Phase and interface engineering of a Ru–Sn nanocatalyst for enhanced alkaline hydrogen oxidation reaction

Abstract

As the anode reaction of anion exchange membrane fuel cells (AEMFCs), the hydrogen oxidation reaction (HOR) has attracted great attention, however, suffers from low kinetics under alkaline conditions. In this work, we demonstrate that the strong synergy at the heterointerface of hexagonal close-packed (hcp) and face-centered cubic (fcc) phases of Ru–Sn nanoflowers can greatly contribute to acceleration of the alkaline HOR kinetics and strengthen the resistance to CO, a common poison present in industrially produced H₂. Experimental observations, in situ characterization, and theoretical calculations suggest that the interfacial synergy, linked to the ratio of the fcc/hcp phase, can modulate the adsorption ability of H, weaken the binding strength to CO, and reduce the energy barrier for CO oxidation.

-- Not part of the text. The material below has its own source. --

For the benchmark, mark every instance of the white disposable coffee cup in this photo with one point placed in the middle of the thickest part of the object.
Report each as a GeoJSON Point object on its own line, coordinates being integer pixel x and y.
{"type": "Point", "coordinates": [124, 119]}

Impressively, the optimal fcc_0.42 Ru–Sn/C exhibits a mass activity and specific activity of 4.9 A mg_Ru⁻¹ and 6.7 mA cm_ECSA⁻² at 50 mV, respectively, which are 9.8 times and 7.4 times higher than those of hcp Ru/C, surpassing those of commercial Pt/C and other recently reported catalysts for the HOR. Moreover, a fuel cell assembled with fcc_0.42 Ru–Sn/C exhibits a power peak density (PPD) of 12.46 W mg_Ru⁻¹.